As the Motor Vehicle Body, Paint and Interior Repair industry tend to rely on vehicle accident repairs to generate revenue, new automobile safety systems and reduced vehicle accident rates have negatively impacted revenue creation. These negative impacts for industry are offset by the growing fleet of Australian registered vehicles and the higher discretionary income of consumers. Profitability is often reliant on business arrangements with insurance companies. (Source: Johnson, S. IBISworld. Dec 2016)
The motor vehicle dealer industry in Australia continues to grow as the demand for and affordability of smaller, lower priced and fuel efficient vehicles are on the rise. However, dealers often receive a lower margin of profitability from these vehicles and are pressured by manufacturers to clear cars, often at a reduced price. (Source: Windle, P. IBISworld, Feb 2017)

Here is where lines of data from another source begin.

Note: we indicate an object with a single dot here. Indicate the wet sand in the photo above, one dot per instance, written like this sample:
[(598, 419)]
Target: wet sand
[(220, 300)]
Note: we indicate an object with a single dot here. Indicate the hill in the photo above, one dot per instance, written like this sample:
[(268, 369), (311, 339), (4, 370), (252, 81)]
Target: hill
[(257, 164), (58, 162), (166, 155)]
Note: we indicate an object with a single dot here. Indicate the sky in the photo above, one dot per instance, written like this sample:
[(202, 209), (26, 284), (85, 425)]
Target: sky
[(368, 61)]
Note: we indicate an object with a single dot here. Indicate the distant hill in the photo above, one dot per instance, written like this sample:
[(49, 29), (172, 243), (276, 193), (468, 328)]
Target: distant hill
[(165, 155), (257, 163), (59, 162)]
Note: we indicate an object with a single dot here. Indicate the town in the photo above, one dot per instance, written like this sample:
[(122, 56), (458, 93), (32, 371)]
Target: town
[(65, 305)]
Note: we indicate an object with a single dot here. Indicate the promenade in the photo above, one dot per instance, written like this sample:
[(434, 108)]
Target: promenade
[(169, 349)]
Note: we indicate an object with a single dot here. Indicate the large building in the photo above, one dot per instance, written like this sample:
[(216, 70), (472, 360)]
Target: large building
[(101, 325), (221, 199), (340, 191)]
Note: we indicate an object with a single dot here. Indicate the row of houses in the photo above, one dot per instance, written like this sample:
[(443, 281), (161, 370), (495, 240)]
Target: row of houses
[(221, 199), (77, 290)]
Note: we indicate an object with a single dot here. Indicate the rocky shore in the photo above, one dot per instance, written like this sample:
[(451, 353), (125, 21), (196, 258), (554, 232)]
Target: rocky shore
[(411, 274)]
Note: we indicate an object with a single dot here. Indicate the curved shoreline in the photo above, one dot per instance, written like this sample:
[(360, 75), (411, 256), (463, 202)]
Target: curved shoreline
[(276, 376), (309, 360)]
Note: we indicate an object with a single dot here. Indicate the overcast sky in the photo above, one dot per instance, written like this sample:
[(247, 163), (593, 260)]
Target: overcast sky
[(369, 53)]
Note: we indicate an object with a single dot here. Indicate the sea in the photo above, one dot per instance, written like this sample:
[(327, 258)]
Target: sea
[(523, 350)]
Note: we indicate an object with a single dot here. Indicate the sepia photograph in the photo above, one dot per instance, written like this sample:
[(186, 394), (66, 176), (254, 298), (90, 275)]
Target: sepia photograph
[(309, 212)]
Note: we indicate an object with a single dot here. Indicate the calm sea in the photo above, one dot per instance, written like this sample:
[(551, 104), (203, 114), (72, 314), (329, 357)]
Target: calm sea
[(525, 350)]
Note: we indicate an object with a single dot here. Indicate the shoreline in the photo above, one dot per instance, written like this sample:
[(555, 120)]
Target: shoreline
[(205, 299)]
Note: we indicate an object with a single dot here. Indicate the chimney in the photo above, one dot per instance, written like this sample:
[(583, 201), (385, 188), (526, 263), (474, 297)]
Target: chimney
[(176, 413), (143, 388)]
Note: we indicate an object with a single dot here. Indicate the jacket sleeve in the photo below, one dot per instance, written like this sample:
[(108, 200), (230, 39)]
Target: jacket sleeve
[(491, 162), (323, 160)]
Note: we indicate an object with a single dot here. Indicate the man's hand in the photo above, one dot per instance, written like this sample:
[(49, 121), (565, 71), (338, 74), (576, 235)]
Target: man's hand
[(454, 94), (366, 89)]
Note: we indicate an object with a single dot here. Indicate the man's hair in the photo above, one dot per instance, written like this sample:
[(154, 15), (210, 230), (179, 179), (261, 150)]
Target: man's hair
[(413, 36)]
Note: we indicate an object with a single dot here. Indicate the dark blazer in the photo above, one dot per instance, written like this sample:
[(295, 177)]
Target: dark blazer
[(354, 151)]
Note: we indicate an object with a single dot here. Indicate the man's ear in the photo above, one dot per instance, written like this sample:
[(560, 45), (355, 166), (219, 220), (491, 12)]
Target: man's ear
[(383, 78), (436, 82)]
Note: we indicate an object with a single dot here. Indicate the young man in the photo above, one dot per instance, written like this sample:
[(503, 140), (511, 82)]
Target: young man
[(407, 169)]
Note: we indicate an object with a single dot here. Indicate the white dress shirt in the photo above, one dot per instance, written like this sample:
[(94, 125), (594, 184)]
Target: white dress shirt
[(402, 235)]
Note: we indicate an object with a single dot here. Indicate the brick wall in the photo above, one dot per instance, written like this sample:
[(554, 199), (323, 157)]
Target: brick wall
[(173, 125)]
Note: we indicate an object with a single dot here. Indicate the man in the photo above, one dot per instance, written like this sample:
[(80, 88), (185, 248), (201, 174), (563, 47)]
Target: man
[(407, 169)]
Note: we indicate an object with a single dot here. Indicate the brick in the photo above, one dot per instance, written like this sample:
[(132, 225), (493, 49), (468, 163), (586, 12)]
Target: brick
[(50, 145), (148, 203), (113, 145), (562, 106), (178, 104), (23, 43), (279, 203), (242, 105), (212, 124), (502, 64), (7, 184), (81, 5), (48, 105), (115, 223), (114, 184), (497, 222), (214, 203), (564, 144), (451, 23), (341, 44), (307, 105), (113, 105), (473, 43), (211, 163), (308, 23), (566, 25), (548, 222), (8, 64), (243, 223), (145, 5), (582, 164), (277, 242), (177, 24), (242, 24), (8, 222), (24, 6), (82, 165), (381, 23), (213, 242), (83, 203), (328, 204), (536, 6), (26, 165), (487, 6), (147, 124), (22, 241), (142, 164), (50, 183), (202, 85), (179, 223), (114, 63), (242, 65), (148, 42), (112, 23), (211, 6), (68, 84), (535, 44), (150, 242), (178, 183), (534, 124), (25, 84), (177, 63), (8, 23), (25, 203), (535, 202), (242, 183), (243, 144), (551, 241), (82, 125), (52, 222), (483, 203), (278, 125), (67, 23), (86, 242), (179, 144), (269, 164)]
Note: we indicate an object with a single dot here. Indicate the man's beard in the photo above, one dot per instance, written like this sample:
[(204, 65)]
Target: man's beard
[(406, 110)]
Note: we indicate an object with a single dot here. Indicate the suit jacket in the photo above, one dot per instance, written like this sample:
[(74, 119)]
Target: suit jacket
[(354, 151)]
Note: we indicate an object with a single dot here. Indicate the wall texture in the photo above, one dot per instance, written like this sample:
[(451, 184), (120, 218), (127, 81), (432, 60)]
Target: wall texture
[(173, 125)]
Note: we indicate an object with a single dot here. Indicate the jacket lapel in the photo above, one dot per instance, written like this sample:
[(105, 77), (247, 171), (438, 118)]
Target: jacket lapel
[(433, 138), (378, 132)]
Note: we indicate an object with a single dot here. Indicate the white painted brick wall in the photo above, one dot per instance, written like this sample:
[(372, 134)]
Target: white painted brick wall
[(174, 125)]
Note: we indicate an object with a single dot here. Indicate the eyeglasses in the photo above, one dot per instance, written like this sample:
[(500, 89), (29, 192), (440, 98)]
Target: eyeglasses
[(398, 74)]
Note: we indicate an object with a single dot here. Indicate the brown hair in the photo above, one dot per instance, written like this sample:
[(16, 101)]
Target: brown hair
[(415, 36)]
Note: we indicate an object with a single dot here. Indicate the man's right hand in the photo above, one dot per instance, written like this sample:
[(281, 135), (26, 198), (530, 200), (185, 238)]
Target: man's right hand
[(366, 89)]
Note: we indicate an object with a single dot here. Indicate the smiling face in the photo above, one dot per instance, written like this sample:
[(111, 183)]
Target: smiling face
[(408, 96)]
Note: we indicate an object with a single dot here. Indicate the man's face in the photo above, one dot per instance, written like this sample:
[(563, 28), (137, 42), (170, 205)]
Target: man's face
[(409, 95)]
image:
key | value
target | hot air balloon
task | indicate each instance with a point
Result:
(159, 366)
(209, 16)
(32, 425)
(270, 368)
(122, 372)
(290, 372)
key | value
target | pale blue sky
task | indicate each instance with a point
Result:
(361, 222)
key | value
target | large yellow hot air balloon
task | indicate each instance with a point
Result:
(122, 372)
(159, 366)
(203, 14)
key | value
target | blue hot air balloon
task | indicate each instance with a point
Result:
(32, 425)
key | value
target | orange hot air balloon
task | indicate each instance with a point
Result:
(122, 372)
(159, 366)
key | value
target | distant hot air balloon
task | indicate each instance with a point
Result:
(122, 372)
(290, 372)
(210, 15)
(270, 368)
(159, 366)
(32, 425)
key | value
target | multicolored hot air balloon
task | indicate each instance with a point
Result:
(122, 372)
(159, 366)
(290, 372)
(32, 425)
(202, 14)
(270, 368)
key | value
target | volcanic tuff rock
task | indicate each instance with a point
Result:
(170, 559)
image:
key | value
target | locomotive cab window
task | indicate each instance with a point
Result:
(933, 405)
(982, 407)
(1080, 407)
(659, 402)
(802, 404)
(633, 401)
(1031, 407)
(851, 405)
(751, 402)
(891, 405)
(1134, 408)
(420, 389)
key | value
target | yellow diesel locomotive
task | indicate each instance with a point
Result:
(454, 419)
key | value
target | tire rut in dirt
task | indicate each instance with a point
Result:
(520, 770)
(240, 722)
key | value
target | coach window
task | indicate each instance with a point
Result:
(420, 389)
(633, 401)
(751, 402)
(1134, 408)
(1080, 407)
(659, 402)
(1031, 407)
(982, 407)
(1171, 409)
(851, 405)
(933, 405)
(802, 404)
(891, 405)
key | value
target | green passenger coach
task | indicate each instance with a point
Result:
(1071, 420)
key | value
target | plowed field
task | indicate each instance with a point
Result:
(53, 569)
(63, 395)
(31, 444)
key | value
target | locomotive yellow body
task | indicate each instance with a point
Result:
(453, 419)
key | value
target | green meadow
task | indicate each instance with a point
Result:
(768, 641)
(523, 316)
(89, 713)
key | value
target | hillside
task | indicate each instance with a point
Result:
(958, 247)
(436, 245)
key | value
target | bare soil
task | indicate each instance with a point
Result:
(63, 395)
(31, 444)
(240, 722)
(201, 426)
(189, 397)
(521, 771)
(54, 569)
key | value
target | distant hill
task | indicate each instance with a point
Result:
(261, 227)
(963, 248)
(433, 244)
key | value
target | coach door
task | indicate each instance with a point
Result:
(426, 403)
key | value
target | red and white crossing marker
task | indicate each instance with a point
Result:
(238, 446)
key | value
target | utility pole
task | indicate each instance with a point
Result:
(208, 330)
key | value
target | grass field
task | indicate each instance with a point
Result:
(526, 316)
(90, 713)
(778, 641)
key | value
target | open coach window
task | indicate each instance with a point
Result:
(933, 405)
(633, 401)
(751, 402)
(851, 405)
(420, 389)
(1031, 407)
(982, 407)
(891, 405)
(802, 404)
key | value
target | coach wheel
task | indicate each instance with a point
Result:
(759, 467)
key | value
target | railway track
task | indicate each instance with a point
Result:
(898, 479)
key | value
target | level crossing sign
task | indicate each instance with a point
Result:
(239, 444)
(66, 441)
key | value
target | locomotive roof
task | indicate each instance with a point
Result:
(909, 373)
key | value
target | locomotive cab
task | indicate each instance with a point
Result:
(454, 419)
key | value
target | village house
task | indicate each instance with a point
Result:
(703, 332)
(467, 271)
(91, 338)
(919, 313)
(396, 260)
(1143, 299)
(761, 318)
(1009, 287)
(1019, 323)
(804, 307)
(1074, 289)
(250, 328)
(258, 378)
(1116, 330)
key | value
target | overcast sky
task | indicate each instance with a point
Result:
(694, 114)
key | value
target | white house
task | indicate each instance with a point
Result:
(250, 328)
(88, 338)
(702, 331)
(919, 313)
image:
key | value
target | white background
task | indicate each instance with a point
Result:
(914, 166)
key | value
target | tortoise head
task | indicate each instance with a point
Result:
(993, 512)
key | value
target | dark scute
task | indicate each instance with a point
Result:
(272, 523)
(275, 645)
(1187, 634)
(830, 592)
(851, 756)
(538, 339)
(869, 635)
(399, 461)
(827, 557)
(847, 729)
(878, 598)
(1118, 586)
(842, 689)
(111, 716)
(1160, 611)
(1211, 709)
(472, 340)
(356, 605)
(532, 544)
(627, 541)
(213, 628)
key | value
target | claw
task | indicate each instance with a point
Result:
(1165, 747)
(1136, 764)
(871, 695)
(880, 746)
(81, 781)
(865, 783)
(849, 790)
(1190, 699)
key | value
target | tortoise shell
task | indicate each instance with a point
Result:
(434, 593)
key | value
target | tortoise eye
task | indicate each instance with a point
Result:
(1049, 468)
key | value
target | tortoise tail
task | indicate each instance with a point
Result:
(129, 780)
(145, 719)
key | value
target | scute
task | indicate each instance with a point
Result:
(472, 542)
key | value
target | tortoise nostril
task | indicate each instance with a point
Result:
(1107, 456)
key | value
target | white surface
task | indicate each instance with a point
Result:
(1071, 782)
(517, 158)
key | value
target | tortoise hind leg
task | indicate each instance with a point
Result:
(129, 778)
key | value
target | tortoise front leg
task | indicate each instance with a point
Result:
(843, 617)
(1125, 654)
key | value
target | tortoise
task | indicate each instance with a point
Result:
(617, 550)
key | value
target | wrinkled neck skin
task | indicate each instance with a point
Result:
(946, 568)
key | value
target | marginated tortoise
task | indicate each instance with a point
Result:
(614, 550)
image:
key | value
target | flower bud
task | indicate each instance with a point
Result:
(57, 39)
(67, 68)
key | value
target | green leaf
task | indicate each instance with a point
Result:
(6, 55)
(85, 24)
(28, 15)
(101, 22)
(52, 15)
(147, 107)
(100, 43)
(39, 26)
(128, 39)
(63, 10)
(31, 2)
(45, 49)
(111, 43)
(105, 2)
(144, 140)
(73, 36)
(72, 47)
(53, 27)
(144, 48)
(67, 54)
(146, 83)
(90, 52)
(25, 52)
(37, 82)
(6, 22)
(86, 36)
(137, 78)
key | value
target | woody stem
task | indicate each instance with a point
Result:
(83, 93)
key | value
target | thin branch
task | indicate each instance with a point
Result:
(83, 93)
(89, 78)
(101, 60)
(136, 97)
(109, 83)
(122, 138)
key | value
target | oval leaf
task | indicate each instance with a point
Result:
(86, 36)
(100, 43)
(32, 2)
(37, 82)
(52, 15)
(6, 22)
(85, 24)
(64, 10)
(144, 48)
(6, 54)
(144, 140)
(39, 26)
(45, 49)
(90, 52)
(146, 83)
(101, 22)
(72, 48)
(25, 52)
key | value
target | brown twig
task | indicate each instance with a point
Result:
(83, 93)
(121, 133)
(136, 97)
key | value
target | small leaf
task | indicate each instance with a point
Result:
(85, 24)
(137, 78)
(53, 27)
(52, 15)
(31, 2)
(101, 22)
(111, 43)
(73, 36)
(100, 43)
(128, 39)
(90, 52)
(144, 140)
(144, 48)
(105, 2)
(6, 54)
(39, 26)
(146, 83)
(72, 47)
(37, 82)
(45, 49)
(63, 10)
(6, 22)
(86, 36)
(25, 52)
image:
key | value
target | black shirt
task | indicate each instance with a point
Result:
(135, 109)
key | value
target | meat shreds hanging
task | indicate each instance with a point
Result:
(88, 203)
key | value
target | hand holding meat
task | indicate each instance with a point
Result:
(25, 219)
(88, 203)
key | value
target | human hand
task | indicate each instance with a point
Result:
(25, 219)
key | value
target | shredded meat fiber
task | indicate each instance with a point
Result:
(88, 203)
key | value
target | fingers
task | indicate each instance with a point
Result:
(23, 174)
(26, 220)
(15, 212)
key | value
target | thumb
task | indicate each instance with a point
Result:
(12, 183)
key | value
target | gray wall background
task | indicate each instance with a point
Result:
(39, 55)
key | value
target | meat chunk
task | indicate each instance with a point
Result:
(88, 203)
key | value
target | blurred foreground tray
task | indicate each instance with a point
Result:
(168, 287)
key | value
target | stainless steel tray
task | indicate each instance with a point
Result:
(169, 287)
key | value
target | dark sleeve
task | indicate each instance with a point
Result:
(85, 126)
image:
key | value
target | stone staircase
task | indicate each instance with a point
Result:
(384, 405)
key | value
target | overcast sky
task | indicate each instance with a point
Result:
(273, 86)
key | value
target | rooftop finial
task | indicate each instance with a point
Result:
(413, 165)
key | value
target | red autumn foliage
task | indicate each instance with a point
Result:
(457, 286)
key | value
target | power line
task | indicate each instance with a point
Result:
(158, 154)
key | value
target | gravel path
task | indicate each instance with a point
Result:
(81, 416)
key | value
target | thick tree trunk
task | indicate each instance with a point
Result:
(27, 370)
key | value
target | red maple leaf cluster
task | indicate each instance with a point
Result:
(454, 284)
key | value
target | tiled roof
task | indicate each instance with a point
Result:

Revenue for the motor vehicle dismantlers and used part wholesalers is being reduced due to safer, affordable new vehicles with crash avoidance and driver assistance technology. However, demand is being sustained due to increased dismantling and recycling of an ever growing and younger national car fleet. (Source: Burgio-Ficca, C. IBISworld, Sep 2016)
Tyres are an essential part of the automotive industry and therefore, there will always be a market for them. The industry went into negative growth during the Global Financial crisis as consumers delayed spending but the need for tyres soon returned to strong positive growth following pent-up demand.
The Motor Vehicle Electrical Services industry suffered negative growth in the aftermath of the Global Financial Crisis as consumers delayed non-essential servicing on their vehicles, and delayed purchasing new vehicles until the economy improved. Things have bounced back very well from 2010-11 and the industry has enjoyed substantial growth since.